4. She submits that very obviously the word "cannot" in that context is completely and wholly irrational and illogical and is a typographical error, which has again been repeated in last paragraph of the order thereby changing the nature of the order, which mistake has been correctly rectified by the trial Court vide the impugned order dated 07.03.2017. 5. Upon learned counsel for the petitioners submitting that the amendment has been made without any opportunity granted to the petitioners defendants, to oppose the correction made in the impugned order, which changes the complete nature thereof, learned counsel for the respondents refers to section 152 of the Code of Civil Procedure, which reads as follows :- "152. Amendment of judgments, decrees or orders - Clerical or arithmetical mistakes in judgments, decrees or orders or errors arising therein from any accidental slip or omission may at any time be corrected by the Court either of its own motion or on the application of any of the parties." 6. She submits that in the aforesaid circumstances very obviously it was only an 'accidental slip' that led to the word "cannot" being written in the earlier order dated 3.3.2017 instead of word "must", as has been held by the trial Court in the impugned order. 7. Though I agree with learned counsel for the respondents, on the seeming absurdity of the word 'cannot' in the said order, in the context of what had been sought by counsel for the plaintiff before the trial Court, however, in view of the fact that learned counsel for the petitioners insists that the petitioners must be given an opportunity to at least argue on the fact that the word "cannot" was not an accidental slip in the order dated 3.3.2017 and that the trial Court has erred in holding so in the impugned order, without noticing any contention on behalf of the petitioners-defendants, consequently, the impugned order is set aside with the petitioners-defendants given one opportunity to argue on the issue of whether the word "cannot" occurring in the order dated 3.3.2017 is an accidental slip/omission/ typographical error on the part of the trial Court, or whether the word was actually meant by the Court in the context in which it was passed. 8.

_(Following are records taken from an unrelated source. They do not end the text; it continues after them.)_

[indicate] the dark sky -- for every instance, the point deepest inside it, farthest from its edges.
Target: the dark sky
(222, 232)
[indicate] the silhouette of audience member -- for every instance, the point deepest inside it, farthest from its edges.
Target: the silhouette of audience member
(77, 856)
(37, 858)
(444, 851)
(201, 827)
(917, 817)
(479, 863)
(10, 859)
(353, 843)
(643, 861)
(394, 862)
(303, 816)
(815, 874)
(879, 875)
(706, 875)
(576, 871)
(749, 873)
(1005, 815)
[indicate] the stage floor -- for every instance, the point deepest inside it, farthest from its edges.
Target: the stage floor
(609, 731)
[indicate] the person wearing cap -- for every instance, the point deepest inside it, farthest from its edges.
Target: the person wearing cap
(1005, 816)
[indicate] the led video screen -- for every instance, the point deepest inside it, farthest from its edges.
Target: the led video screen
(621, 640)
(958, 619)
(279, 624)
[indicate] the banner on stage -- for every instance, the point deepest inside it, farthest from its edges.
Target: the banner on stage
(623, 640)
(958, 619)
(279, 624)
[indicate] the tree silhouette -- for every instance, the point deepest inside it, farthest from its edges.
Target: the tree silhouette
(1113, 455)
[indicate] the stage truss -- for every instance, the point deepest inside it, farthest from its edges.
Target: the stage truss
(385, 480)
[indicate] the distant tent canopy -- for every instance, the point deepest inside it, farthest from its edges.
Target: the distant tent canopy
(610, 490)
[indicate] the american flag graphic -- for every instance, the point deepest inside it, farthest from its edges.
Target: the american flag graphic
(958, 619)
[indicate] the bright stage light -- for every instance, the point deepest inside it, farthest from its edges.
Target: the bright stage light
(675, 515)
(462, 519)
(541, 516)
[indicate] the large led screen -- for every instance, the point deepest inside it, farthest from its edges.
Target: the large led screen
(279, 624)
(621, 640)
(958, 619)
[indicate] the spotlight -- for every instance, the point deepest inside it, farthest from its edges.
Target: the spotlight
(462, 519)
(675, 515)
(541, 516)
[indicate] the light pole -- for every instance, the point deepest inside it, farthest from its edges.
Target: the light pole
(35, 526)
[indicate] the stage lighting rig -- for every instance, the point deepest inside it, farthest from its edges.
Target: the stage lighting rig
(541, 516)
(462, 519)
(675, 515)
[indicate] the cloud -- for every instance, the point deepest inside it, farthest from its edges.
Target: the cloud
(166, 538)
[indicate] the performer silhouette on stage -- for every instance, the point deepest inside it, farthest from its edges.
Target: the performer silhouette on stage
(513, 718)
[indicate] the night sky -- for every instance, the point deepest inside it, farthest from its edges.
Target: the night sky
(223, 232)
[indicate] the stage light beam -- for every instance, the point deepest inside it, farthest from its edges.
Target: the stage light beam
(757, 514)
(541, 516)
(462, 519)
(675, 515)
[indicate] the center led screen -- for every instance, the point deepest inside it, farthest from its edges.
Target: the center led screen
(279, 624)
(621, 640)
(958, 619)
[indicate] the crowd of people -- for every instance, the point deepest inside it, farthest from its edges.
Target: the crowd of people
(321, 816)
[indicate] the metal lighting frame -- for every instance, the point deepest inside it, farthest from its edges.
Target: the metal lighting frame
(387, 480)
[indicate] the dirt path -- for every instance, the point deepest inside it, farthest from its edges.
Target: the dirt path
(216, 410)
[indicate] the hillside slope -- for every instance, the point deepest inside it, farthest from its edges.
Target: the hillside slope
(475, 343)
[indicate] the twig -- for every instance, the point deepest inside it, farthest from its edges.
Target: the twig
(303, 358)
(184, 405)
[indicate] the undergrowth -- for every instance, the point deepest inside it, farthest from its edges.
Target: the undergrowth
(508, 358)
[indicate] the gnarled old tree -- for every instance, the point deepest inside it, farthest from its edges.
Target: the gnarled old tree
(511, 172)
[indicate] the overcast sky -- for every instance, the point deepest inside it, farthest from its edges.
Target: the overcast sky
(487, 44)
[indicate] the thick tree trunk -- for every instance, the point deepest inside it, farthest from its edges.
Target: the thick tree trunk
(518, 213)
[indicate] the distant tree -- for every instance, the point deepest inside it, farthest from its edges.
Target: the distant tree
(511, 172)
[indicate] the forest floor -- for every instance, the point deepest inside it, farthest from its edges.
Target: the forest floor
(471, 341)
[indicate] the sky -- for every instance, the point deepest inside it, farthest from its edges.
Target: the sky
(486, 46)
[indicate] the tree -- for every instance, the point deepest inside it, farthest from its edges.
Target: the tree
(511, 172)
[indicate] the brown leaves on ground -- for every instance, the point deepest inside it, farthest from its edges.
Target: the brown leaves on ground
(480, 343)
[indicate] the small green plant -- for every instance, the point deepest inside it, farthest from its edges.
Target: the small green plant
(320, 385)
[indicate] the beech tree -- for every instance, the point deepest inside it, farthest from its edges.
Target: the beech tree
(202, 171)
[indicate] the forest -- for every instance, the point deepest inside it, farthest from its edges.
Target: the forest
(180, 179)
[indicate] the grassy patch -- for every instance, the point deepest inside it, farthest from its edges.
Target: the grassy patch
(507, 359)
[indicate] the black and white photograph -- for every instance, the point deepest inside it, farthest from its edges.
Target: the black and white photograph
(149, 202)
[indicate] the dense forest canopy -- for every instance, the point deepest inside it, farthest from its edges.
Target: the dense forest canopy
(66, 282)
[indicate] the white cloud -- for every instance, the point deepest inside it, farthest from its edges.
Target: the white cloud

8. The trial Court would hear the petitioners on that issue and then pass a fresh order on whether or not the word "cannot" in the aforesaid order dated 3.3.2017 was an accidental slip/typographical error, or whether it was actually meant to be written as "cannot" only and not "must". 9. That question would be decided by the trial Court on the next date of hearing itself, after hearing both, learned counsel for the petitioners defendants, as also the respondents-plaintiffs. Disposed of.